I suppose in some ways it is not surprising that male Rufous hummingbirds are showing up already. Male Anna’s hummingbirds – our most common hummingbird species in the Prescott area – start showing up in January and February. The difference between the two species is that Anna’s will stay here while Rufous hummingbirds are just passing through Prescott on their way to points thousands of miles to the north of us.
We all know how aggressive and territorial hummingbirds are. There is a competitive advantage for hummingbirds to come back early. If they are the first to arrive at a home with a hummingbird feeder, they lay claim to the feeder and the surrounding habitat. When other hummingbirds come back weeks later, they are harassed, chased and prevented from frequenting the feeder.
This is the reason many homeowners put up multiple hummingbird feeders. During the peak season, I have eight hummingbird feeders out in my yard. They still fight, but at least more hummingbirds are able to drink.
Rufous hummingbirds are not a breeding species in our area – they are considered a transient species. They neither winter nor summer here; they just pass through our area on their way north in the spring and on their way south in the fall.
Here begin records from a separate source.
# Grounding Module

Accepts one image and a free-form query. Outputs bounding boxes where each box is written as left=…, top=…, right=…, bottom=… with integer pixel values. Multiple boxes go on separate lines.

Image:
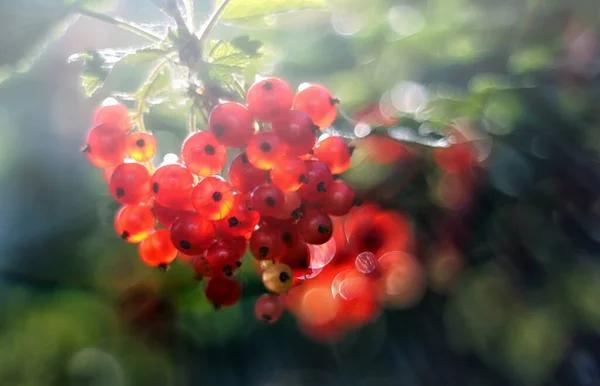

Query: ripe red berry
left=298, top=160, right=333, bottom=202
left=272, top=110, right=317, bottom=156
left=255, top=294, right=285, bottom=324
left=152, top=201, right=193, bottom=227
left=125, top=132, right=157, bottom=162
left=93, top=100, right=131, bottom=132
left=138, top=229, right=178, bottom=267
left=192, top=254, right=213, bottom=278
left=271, top=155, right=309, bottom=192
left=278, top=240, right=310, bottom=273
left=273, top=191, right=303, bottom=220
left=298, top=211, right=333, bottom=245
left=205, top=237, right=245, bottom=277
left=228, top=152, right=269, bottom=192
left=181, top=131, right=227, bottom=176
left=250, top=226, right=284, bottom=261
left=205, top=277, right=241, bottom=307
left=313, top=136, right=351, bottom=175
left=169, top=212, right=215, bottom=255
left=151, top=163, right=194, bottom=209
left=215, top=193, right=260, bottom=238
left=250, top=184, right=285, bottom=217
left=324, top=180, right=355, bottom=216
left=208, top=102, right=255, bottom=147
left=292, top=84, right=338, bottom=129
left=191, top=176, right=235, bottom=220
left=246, top=77, right=293, bottom=122
left=109, top=162, right=152, bottom=204
left=114, top=204, right=155, bottom=243
left=84, top=124, right=126, bottom=168
left=246, top=132, right=285, bottom=170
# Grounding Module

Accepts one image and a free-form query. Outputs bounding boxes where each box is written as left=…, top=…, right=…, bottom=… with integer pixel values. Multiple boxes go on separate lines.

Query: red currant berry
left=228, top=152, right=269, bottom=192
left=298, top=211, right=333, bottom=245
left=169, top=212, right=215, bottom=255
left=181, top=132, right=227, bottom=176
left=298, top=160, right=333, bottom=202
left=292, top=84, right=338, bottom=129
left=191, top=176, right=235, bottom=220
left=152, top=201, right=193, bottom=228
left=84, top=124, right=126, bottom=168
left=114, top=204, right=155, bottom=243
left=271, top=155, right=309, bottom=192
left=109, top=162, right=152, bottom=205
left=324, top=180, right=355, bottom=216
left=209, top=102, right=255, bottom=147
left=272, top=110, right=317, bottom=156
left=215, top=193, right=260, bottom=238
left=277, top=226, right=309, bottom=271
left=273, top=191, right=303, bottom=220
left=192, top=254, right=213, bottom=278
left=255, top=294, right=285, bottom=324
left=246, top=77, right=293, bottom=122
left=313, top=136, right=351, bottom=175
left=250, top=184, right=285, bottom=217
left=125, top=132, right=157, bottom=162
left=138, top=229, right=178, bottom=267
left=205, top=277, right=241, bottom=308
left=93, top=99, right=131, bottom=132
left=250, top=226, right=284, bottom=261
left=151, top=163, right=194, bottom=209
left=246, top=132, right=285, bottom=170
left=205, top=237, right=245, bottom=277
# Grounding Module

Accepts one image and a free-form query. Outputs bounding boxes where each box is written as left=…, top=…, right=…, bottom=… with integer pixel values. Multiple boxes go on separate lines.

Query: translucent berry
left=152, top=201, right=193, bottom=228
left=191, top=176, right=235, bottom=220
left=125, top=132, right=157, bottom=162
left=272, top=110, right=317, bottom=156
left=228, top=152, right=269, bottom=192
left=114, top=205, right=155, bottom=243
left=109, top=162, right=152, bottom=204
left=298, top=160, right=334, bottom=202
left=192, top=254, right=213, bottom=278
left=170, top=212, right=215, bottom=255
left=324, top=180, right=355, bottom=216
left=84, top=124, right=126, bottom=168
left=273, top=191, right=303, bottom=220
left=313, top=136, right=351, bottom=175
left=292, top=84, right=338, bottom=128
left=138, top=229, right=178, bottom=267
left=205, top=277, right=241, bottom=307
left=255, top=294, right=285, bottom=324
left=215, top=193, right=260, bottom=238
left=151, top=163, right=194, bottom=209
left=181, top=131, right=227, bottom=176
left=209, top=102, right=255, bottom=147
left=270, top=155, right=309, bottom=192
left=298, top=211, right=333, bottom=245
left=246, top=77, right=293, bottom=122
left=246, top=132, right=285, bottom=170
left=205, top=237, right=245, bottom=277
left=251, top=184, right=285, bottom=217
left=93, top=99, right=131, bottom=132
left=250, top=226, right=284, bottom=261
left=262, top=263, right=294, bottom=293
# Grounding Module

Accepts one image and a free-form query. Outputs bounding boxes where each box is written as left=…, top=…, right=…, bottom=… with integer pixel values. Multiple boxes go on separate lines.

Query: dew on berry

The month of August is the peak season for migrating hummingbirds. It is during August that you can experience a feeding frenzy at your feeders with Anna’s, black-chinned, Rufous, broad-tailed, and occasionally calliope hummingbirds all “tanking up” in preparation for migration. By mid-September, most of the hummingbirds are gone with the exception of lingering Anna’s.
While it may seem early, I would encourage you to get at least one hummingbird feeder out right away. It wouldn’t surprise me if your feeder is discovered in just a day or two. Gradually, as more and more hummingbirds start showing up, you can put out more and more feeders. Don’t be surprised if a woodpecker tries to take advantage of your hummingbird feeder – they also love the sugar water solution.